There is another worry raised by the behavioral problem. Recall that partisanship mediates information gathering. As such, increased affective polarization and greater diversity of information sources—two phenomena we see today—may interact to make the behavioral problem worse. In the United States, partisans are increasingly socially polarized;‘religion and race, as well as class, geography, and culture, are dividing the parties in such a way that the effect of party identity is magnified…we limit our exposure to outgroup individuals [and] the differences we perceive between parties grow increasingly exaggerated’ (Mason 2018). As a result, regardless of the actual quality of information available about the law, communities are likely to be distrustful of information that falls outside what is consumed by its members.

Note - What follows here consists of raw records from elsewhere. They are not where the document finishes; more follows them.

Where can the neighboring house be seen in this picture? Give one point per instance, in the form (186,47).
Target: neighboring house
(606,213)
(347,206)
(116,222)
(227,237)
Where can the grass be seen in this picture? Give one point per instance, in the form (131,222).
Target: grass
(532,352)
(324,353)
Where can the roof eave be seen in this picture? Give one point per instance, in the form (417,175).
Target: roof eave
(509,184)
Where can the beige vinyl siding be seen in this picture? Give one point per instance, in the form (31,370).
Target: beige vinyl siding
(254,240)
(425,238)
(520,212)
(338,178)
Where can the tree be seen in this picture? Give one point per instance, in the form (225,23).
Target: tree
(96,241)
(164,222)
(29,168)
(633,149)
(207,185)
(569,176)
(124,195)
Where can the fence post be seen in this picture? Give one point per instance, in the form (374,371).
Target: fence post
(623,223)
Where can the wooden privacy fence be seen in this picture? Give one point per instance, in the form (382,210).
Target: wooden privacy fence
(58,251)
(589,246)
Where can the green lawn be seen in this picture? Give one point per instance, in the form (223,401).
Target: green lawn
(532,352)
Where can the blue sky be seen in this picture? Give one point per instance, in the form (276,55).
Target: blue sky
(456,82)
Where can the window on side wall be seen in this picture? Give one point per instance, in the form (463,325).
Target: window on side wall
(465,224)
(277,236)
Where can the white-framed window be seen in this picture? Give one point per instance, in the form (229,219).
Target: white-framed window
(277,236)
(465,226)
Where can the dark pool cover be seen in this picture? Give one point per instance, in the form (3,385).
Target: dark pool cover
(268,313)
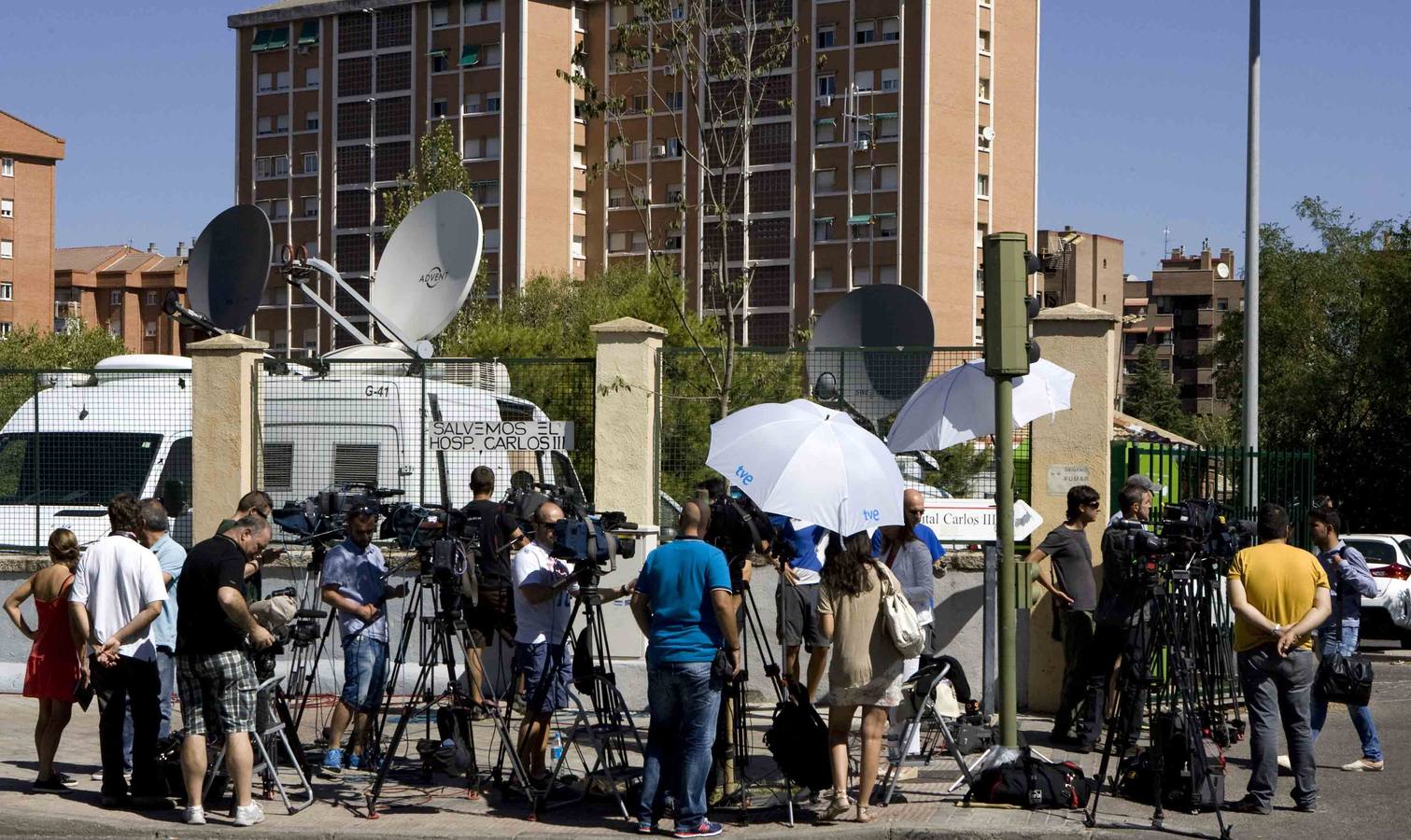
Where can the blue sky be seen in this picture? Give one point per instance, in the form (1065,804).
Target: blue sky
(1142,115)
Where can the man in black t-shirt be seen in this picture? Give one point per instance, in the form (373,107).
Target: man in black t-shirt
(213,673)
(1065,561)
(494,610)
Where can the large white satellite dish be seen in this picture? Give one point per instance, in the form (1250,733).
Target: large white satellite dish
(428,267)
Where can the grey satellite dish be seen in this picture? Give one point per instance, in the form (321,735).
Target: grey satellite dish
(875,385)
(226,273)
(428,267)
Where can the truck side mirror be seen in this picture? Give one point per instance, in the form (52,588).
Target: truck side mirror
(174,497)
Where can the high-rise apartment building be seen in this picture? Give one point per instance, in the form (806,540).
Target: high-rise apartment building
(27,158)
(1178,312)
(895,137)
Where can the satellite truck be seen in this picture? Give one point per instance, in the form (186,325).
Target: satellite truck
(127,425)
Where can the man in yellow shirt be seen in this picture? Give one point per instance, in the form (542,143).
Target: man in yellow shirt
(1280,596)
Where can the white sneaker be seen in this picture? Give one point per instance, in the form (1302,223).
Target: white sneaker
(248,815)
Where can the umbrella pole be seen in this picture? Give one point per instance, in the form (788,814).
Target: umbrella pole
(1008,568)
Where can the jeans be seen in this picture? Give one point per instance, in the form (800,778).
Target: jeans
(684,699)
(1361,715)
(1278,690)
(130,684)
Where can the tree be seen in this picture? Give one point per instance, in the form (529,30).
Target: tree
(1150,395)
(728,63)
(1335,368)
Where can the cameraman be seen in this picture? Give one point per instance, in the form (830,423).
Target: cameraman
(494,612)
(1121,619)
(355,583)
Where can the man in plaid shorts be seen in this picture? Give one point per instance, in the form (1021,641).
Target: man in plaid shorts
(215,677)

How one conceives of the relationship, and trade-off, between democratic participation, political equality, and freedom of expression will determine which sort of interventions are deemed appropriate and worthwhile. For example, in regulating misinformation, the state finds itself between a rock and a hard place. On one hand, it has an obligation to effectively educate citizens about what the state requires of it. On the other, it ought to leave itself open to criticism. As private citizens, individual politicians, thought leaders, and companies, we might deem it an irrelevant (or even harmful) critique. But when the government has the power to declare that certain critiques are illegitimate and creates laws to limit the spread of those critiques, we ought to proceed with caution. The state can always improve access to reliable information about the law. But there is a fine line between the state declaring ‘death panels do not exist in the ACA’ and determining which forms of evidence and rhetoric are acceptable ways of criticizing the state’s decisions. Existing institutions constrain the kinds of interventions that can be made.

To be clear: every policy solution raises normative difficulties. As a country, we make choices about which trade-offs we are willing to accept. My hope is that this paper accomplishes some preliminary work in making us aware of those trade-offs.